# my budget turbocharging project, a couple of ???



## dirtking_4 (Jul 31, 2005)

i have started the process of turbocharging my car for a budget. it has been a task just finding everything i need. here is what im going to do

sr20det rwd manifold, yes i know how to make it work, i think anyways  
a used t25 turbo great condition! 
370cc injectors
fmic
piping
apexi duel chamber bov
apexi safc 2, with stock ecu
oil and water lines
and misc stuff like costom made downpipe. exc

anywas my question is. sence i will be using the safc with the stock ecu will it require me to purchase a wideband 02 sensor along with air fuel gauge?

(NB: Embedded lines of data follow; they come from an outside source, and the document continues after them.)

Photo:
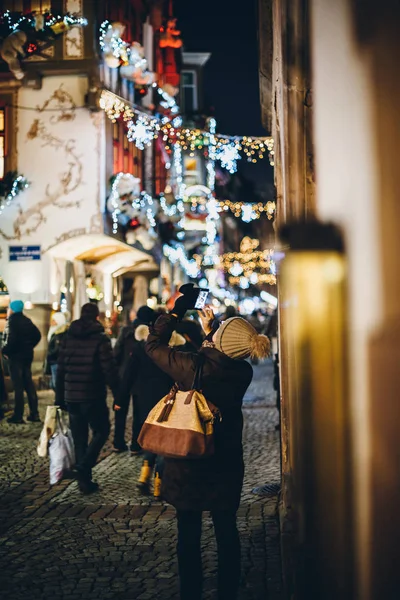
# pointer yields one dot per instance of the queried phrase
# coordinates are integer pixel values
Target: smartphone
(201, 299)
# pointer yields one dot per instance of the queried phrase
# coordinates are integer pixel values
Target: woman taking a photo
(215, 483)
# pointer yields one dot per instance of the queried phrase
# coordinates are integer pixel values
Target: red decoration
(134, 223)
(32, 48)
(170, 36)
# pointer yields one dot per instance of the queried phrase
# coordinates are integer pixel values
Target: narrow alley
(116, 544)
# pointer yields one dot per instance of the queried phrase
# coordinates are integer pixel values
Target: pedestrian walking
(215, 483)
(57, 332)
(151, 384)
(21, 336)
(86, 366)
(122, 351)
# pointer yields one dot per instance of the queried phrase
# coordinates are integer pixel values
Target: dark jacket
(213, 483)
(86, 365)
(56, 340)
(124, 345)
(22, 336)
(149, 381)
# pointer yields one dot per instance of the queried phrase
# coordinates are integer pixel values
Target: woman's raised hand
(207, 318)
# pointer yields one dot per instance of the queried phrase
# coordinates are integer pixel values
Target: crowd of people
(153, 352)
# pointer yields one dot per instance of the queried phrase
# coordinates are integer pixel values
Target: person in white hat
(215, 483)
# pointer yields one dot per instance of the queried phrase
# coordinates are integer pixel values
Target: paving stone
(115, 544)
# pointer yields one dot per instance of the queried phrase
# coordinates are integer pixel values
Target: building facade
(58, 242)
(330, 92)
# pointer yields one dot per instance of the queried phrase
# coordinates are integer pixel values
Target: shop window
(189, 103)
(2, 142)
(126, 157)
(8, 156)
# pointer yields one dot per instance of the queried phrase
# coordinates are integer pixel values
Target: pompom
(141, 333)
(259, 346)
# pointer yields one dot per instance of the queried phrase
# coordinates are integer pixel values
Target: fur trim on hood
(176, 340)
(141, 333)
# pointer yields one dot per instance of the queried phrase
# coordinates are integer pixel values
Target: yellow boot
(157, 487)
(144, 478)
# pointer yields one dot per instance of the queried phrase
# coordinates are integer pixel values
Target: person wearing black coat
(21, 337)
(215, 483)
(124, 346)
(151, 385)
(86, 366)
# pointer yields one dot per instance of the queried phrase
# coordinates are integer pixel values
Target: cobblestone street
(56, 543)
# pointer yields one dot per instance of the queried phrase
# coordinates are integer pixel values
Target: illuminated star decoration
(228, 155)
(141, 132)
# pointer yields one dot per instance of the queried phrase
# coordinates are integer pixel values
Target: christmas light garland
(248, 211)
(12, 185)
(249, 266)
(226, 149)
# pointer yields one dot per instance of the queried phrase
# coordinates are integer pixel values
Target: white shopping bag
(49, 427)
(61, 450)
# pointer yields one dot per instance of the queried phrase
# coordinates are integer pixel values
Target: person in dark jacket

And do u use both 02 sensors one for the gauge, and one for the ecu. or do you plug the connector into the wideband. and use it for both the ecu and gauge. the reason why i want to do this i think anyways is because i cant find anyone around where i live to tune my car using the safc. and if i want to make more boost later on down the road. 

and my last question. im not sure what to do with all of the vaccume lines and everything that is attached to the intake. 

what vaccume line do you spice into for the wastgate, and boost gauge if i get one.


----------



## chimmike (Oct 17, 2002)

it's gonna be a bit more complicated than you think to make the rwd mani work. Believe me, just get a fwd manifold. They're still super easy to find, and it'll be a LOT less headache.


----------



## dirtking_4 (Jul 31, 2005)

i was wanting to go with the fwd manifold. but i found a really good deal on the rwd one i have now. i think i can get it to work, im good at metal work and welding. but if somebody can help me out and find a cheep fwd manifold im all for it.


----------



## wes (Apr 30, 2002)

dirtking_4 said:


> i was wanting to go with the fwd manifold. but i found a really good deal on the rwd one i have now. i think i can get it to work, im good at metal work and welding. but if somebody can help me out and find a cheep fwd manifold im all for it.


Did you read those threads I posted in your other post? Tons of pics. on making the RWD SS autochrome manifold on a FWD car.


----------



## chimmike (Oct 17, 2002)

and he still had a lot of problems and he was taking his sweet time with it. When I say sweet time, he's been working on that for more than 6 months.


----------